Images of the leading fluorescence guidance systems evaluated here, targeted for open surgery use, shown with relative approximate size comparison. The PerkinElmer Solaris, Curadel ResVet Lab-Flare, and SurgVision Explorer Air are not 510(k) cleared for human use, while the others are for ICG procedures. All have capability to image ICG in surgical trials, with differing levels of sensitivity and features. Images from left to right are from Solaris™ Open-Air Fluorescence Imaging System, Printed with permission, (c)2015-2016 PerkinElmer, Inc., all rights reserved; NOVADAQ Spy-Elite™, copyright 2016 Novadaq Technologies Inc.; Quest Spectrum™, copyright Quest Medical Imaging; Fluobeam(R), copyright 2016 Fluoptics; Hamamatsu PDE-Neo™; Lab-FLARE(R) Model R1 copyright CURADEL; Visionsense Iridium™, copyright Visionsense; SurgVision Explorer Air prototype, image courtesy of SurgVision. All images have been printed with permission from copyright holders.
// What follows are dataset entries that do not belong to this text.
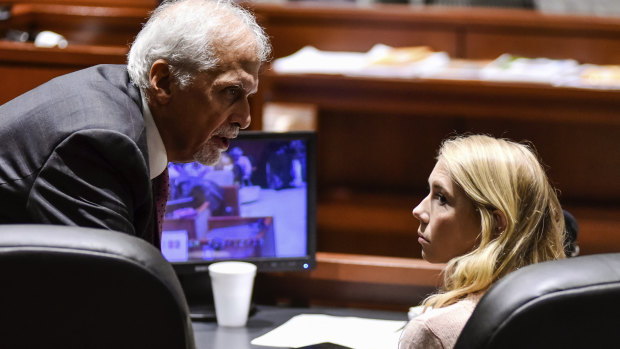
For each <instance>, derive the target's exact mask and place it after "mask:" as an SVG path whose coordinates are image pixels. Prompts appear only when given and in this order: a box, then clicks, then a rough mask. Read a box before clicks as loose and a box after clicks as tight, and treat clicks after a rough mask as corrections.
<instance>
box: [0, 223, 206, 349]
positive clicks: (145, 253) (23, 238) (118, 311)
mask: <svg viewBox="0 0 620 349" xmlns="http://www.w3.org/2000/svg"><path fill="white" fill-rule="evenodd" d="M0 347H5V348H179V349H181V348H187V349H192V348H194V337H193V331H192V323H191V320H190V317H189V310H188V306H187V303H186V300H185V296H184V294H183V290H182V289H181V286H180V284H179V281H178V279H177V276H176V275H175V273H174V270H173V269H172V267H171V265H170V264H169V263H168V262H167V261H166V260H165V259H164V258H163V257H162V255H161V253H160V252H159V251H158V250H157V249H156V248H154V247H153V246H151V245H150V244H149V243H147V242H146V241H143V240H141V239H139V238H136V237H133V236H129V235H127V234H123V233H117V232H112V231H106V230H99V229H91V228H82V227H70V226H50V225H0Z"/></svg>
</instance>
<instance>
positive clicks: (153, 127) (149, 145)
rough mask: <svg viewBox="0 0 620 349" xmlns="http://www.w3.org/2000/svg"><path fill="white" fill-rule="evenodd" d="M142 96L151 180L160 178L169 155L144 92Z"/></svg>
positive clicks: (167, 159)
mask: <svg viewBox="0 0 620 349" xmlns="http://www.w3.org/2000/svg"><path fill="white" fill-rule="evenodd" d="M140 95H141V96H142V116H143V117H144V126H145V127H146V146H147V148H148V151H149V171H150V173H149V175H150V177H151V179H153V178H155V177H157V176H159V175H160V174H161V173H162V172H164V170H165V169H166V166H168V155H167V154H166V147H164V141H162V139H161V135H160V134H159V130H157V125H155V120H153V114H151V110H150V109H149V105H148V103H147V102H146V97H145V94H144V92H143V91H140Z"/></svg>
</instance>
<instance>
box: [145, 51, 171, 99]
mask: <svg viewBox="0 0 620 349" xmlns="http://www.w3.org/2000/svg"><path fill="white" fill-rule="evenodd" d="M170 84H171V82H170V66H169V65H168V62H166V61H165V60H163V59H158V60H156V61H155V62H154V63H153V65H152V66H151V72H150V74H149V87H150V91H151V96H152V98H153V99H154V100H155V101H157V103H159V104H167V103H168V102H169V101H170V98H171V97H172V94H171V90H170Z"/></svg>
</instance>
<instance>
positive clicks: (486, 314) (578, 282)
mask: <svg viewBox="0 0 620 349" xmlns="http://www.w3.org/2000/svg"><path fill="white" fill-rule="evenodd" d="M619 345H620V253H613V254H599V255H588V256H581V257H574V258H568V259H563V260H558V261H551V262H544V263H538V264H534V265H530V266H527V267H525V268H521V269H520V270H517V271H515V272H513V273H511V274H509V275H507V276H506V277H504V278H503V279H501V280H499V281H498V282H497V283H496V284H495V285H494V286H493V287H491V289H490V290H489V291H488V292H487V293H486V294H485V295H484V297H482V299H481V300H480V303H478V306H477V307H476V309H475V310H474V312H473V314H472V316H471V318H470V319H469V321H468V322H467V323H466V325H465V328H464V329H463V332H461V335H460V337H459V339H458V341H457V343H456V346H455V347H454V348H455V349H468V348H476V349H492V348H501V349H511V348H519V349H523V348H528V349H537V348H540V349H543V348H544V349H554V348H562V349H566V348H617V347H618V346H619Z"/></svg>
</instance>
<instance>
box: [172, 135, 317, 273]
mask: <svg viewBox="0 0 620 349" xmlns="http://www.w3.org/2000/svg"><path fill="white" fill-rule="evenodd" d="M315 154H316V135H315V133H314V132H310V131H308V132H305V131H304V132H285V133H272V132H262V131H243V132H241V133H240V134H239V137H237V138H236V139H234V140H232V141H231V143H230V146H229V148H228V150H227V151H226V152H224V153H222V157H221V159H220V161H219V163H217V164H216V165H213V166H205V165H202V164H200V163H197V162H193V163H184V164H183V163H170V164H169V165H168V170H169V176H170V197H169V200H168V203H167V206H166V213H165V217H164V223H163V232H162V238H161V250H162V254H163V255H164V257H165V258H166V259H167V260H168V261H170V262H171V263H172V264H173V267H174V268H175V270H176V271H177V274H192V273H200V272H206V271H207V267H208V265H209V264H211V263H213V262H216V261H224V260H242V261H248V262H251V263H254V264H256V265H257V267H258V271H259V272H261V271H280V270H307V269H312V268H313V267H314V264H315V259H314V257H315V250H316V238H315V236H316V227H315V216H316V194H315V183H316V179H315V172H316V171H315V160H316V159H315V156H316V155H315Z"/></svg>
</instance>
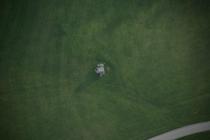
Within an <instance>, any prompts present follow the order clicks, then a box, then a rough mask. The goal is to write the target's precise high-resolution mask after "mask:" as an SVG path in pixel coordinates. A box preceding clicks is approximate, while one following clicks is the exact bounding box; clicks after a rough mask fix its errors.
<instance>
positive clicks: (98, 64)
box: [95, 63, 105, 77]
mask: <svg viewBox="0 0 210 140" xmlns="http://www.w3.org/2000/svg"><path fill="white" fill-rule="evenodd" d="M95 72H96V74H98V75H99V76H100V77H102V76H104V75H105V68H104V64H103V63H99V64H97V66H96V69H95Z"/></svg>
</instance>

Handheld systems can provide better access to complex tissue geometries, such as around the head and neck or inside limbs, and are also highly mobile, whereas the larger systems generally have a wide range of functionalities such as multiple fluorophore capability, large FOV size, and large working distance. Both the PerkinElmer Solaris and Curadel Lab-Flare system have a large range of FOV sizes over which focus errors are minimal; the Lab-Flare in particular has been optimized to maintain parfocality from $0.9\times 0.9{\mathrm{cm}}^2$ to $25\times 25{\mathrm{cm}}^2$ over working distances from 12 to 18 in., enabling its usage in a wide range of surgical applications. The appropriate working distance depends directly on the intended usage, but it is interesting to note that the Solaris is the only system with a fixed working distance of 75 cm, which keeps the imaging head well out of the way of a surgeon’s workspace. Along with the use of multiple excitation angles, this system attempts to provide a highly ergonomic solution to imaging fluorophores during surgery, replacing the surgical light as well. Nevertheless, as surgical applications are highly varied, ranging from inside the abdominal cavity to under the armpit, there is no single optimal design, and selecting a system will require careful consideration of its intended use. With large FOV options available on some systems, the image uniformity and quality across the field can be an important factor to consider. Qualitatively, these aspects were not significantly different across the large roll-in systems, but the handheld devices designed with lightweight optics were of acceptable but slightly poorer performance. This may or may not be significant depending on the intended clinical application, but could be important especially when fluorescence guidance is being used to save or resect fine structures, such as nerves, demanding high resolution and quality across the entire FOV.